Millsap was home watching a summer-league game on TV when he heard the Boozer news.

"My initial response was I was happy for Booz, and glad to see him collect the money. I'm happy for him and his family," Millsap said. "And then it was, 'It's about time.'

"It was kind of a sigh of relief, knowing I get a chance to do what I want to do, and that's start," he added. "I'm ready to take my game to another level."

The Jazz also undoubtedly will consider playing small forward Andrei Kirilenko more at power forward.

"You know," O'Connor said, "Andrei made the All-Star team (in 2004) playing 4 at lot of time."

Perhaps signing recent Phoenix Suns and ex-Jazz forward Louis Amundson as a reasonable-cost alternative is an option, too.

Or maybe, just maybe, a bigger name than Amundson — Al Harrington, if he doesn't go from New York to Orlando, anyone? — could come via the traded player exception.

The Jazz sent a protected future second-round draft choice to Chicago, giving Utah another TPE to go along with those acquired when Matt Harpring was dealt in December to Oklahoma City (worth $6.5 million) and Ronnie Brewer was traded in February to Memphis ($2.7 million).

They would have preferred a player — perhaps Taj Gibson, now Boozer's backup in Chicago — in return.

Instead, they got their latest TPE.

It allows the Jazz to acquire one or more players via trade with any other team any time over the next year, even if their acquisition leaves Utah over the NBA's team payroll salary cap of $58.044 million — as long as their salary or combined salaries don't exceed the total of the amount of money Boozer will make in his first year with the Bulls, plus $100,000.

That first-salary figure for Boozer is expected to be about $13 million.

The Jazz technically signed Boozer, then traded him and the pick for the exception.

"I feel we have the talent here to begin competing for a title," Boozer said in a statement released by the Bulls, "and I cannot wait to get started.

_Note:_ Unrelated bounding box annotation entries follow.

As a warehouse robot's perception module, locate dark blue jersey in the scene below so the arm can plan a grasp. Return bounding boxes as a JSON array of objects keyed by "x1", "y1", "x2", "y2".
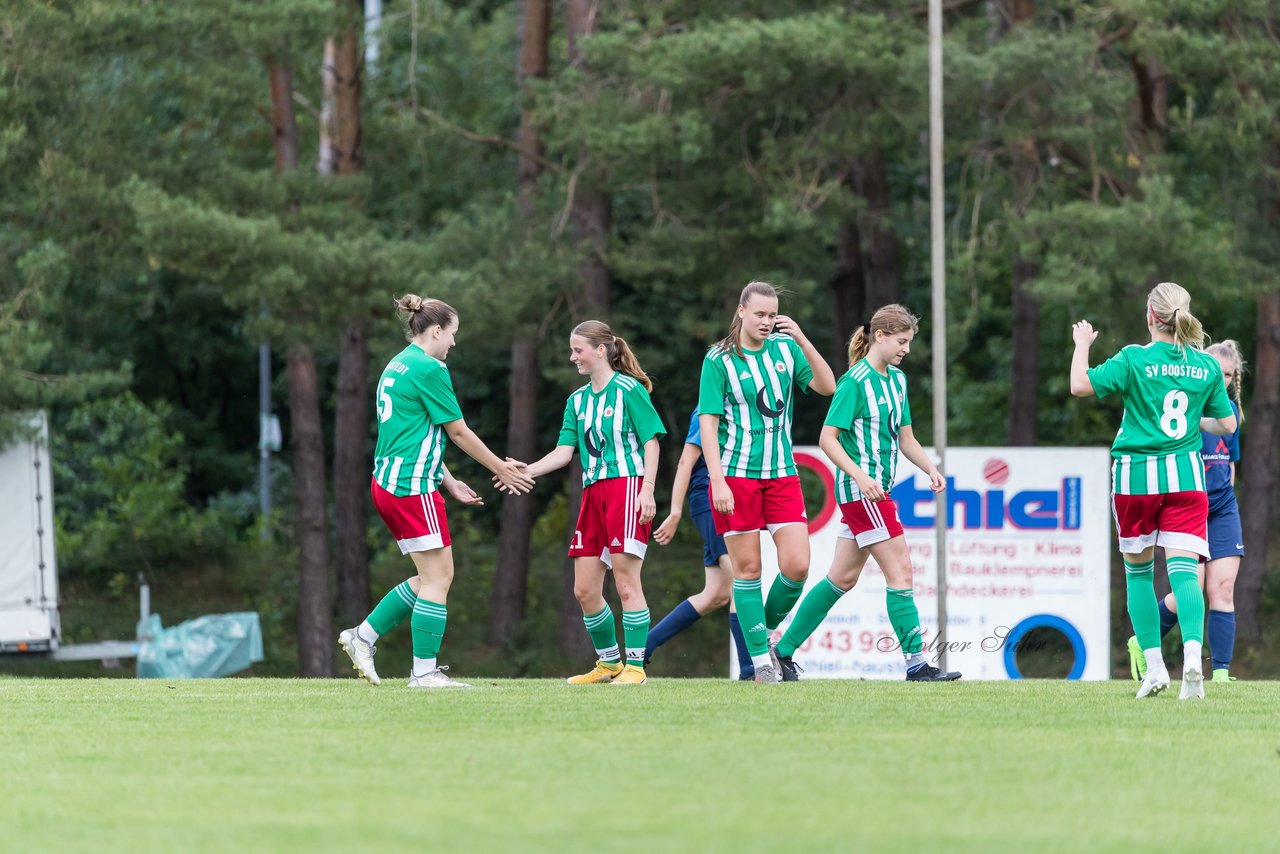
[
  {"x1": 685, "y1": 406, "x2": 712, "y2": 513},
  {"x1": 1201, "y1": 401, "x2": 1240, "y2": 506}
]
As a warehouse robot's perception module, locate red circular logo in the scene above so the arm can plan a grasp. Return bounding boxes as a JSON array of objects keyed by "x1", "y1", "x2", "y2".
[{"x1": 982, "y1": 457, "x2": 1009, "y2": 487}]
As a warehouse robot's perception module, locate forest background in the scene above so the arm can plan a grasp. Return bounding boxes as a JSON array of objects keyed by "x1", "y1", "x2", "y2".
[{"x1": 0, "y1": 0, "x2": 1280, "y2": 676}]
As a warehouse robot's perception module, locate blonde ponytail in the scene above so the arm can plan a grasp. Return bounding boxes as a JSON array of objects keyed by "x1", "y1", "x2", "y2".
[
  {"x1": 849, "y1": 302, "x2": 920, "y2": 367},
  {"x1": 1147, "y1": 282, "x2": 1204, "y2": 350}
]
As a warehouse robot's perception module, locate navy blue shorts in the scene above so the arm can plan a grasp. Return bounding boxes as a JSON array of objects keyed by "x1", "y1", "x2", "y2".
[
  {"x1": 1208, "y1": 495, "x2": 1244, "y2": 561},
  {"x1": 689, "y1": 502, "x2": 728, "y2": 566}
]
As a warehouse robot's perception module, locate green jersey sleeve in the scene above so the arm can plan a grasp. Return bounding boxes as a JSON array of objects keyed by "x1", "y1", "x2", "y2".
[
  {"x1": 556, "y1": 396, "x2": 577, "y2": 448},
  {"x1": 899, "y1": 374, "x2": 911, "y2": 428},
  {"x1": 1089, "y1": 347, "x2": 1129, "y2": 397},
  {"x1": 626, "y1": 382, "x2": 667, "y2": 444},
  {"x1": 417, "y1": 366, "x2": 462, "y2": 424},
  {"x1": 783, "y1": 338, "x2": 813, "y2": 396},
  {"x1": 823, "y1": 374, "x2": 868, "y2": 430},
  {"x1": 698, "y1": 355, "x2": 726, "y2": 415}
]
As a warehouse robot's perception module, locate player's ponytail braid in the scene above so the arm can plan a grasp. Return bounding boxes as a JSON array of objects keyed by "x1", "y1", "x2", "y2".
[
  {"x1": 1147, "y1": 282, "x2": 1204, "y2": 350},
  {"x1": 849, "y1": 302, "x2": 920, "y2": 367},
  {"x1": 572, "y1": 320, "x2": 653, "y2": 392},
  {"x1": 396, "y1": 293, "x2": 458, "y2": 338},
  {"x1": 1208, "y1": 338, "x2": 1245, "y2": 424}
]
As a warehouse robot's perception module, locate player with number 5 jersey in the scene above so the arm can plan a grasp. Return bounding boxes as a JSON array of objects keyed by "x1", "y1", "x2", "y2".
[
  {"x1": 698, "y1": 282, "x2": 836, "y2": 684},
  {"x1": 514, "y1": 320, "x2": 667, "y2": 685},
  {"x1": 338, "y1": 293, "x2": 534, "y2": 688},
  {"x1": 1071, "y1": 282, "x2": 1235, "y2": 699}
]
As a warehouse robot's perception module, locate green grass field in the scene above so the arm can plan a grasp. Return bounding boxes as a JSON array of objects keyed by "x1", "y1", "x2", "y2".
[{"x1": 0, "y1": 679, "x2": 1280, "y2": 851}]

"I'm going to continue to get better and better every year," he added in an interview Thursday with Chicago radio station WMVP-AM 1000, "and I'm looking forward to bringing everything that I bring to the Chicago Bulls and making us a winner. I want a championship."

It wasn't immediately known what the protection is on the second-round draft choice that went from Utah to Chicago.

But it is clear that two-time NBA All-Star Boozer won't have any more money or an extra year added to his original agreement with Chicago, which signing with his former team first would have allowed.

The Bulls, in other words, essentially gave Utah a gift — the TPE.

"I appreciate the cooperation of (Bulls basketball boss) John Paxson and the fact (Boozer) was willing to sign participate in the sign-and-trade, because neither of them had to," O'Connor said at the Orlando Pro Summer League here.

"It gives us an opportunity to investigate other rosters and see if there's a player that maybe teams with luxury-tax issues or teams looking to go in a another direction (would trade). We'll try and be aggressive with it."

O'Connor on Wednesday said the Jazz would seek someone to back up Millsap, who is entering his second year on a four-season, $32 million contract.

"We'll look for a player that can help us win games," he said, "and it doesn't have to be somebody that scores 20 points."

O'Connor reiterated that, in part, Thursday.

"Paul's proven he's a starter," the Jazz GM said with reference to someone who recorded 19 straight double-doubles when Boozer was out in 2008-09 with a knee injury.

Now armed with the much-larger TPE, however, the Jazz also have a tool to pursue a much higher-priced player via trade that they didn't possess Wednesday. Remaining competitive next season, O'Connor suggested, is more important than preserving cap space for next offseason, when Kirilenko's $17.8 million salary comes off the books.

"We would like to be able to secure some size," O'Connor said.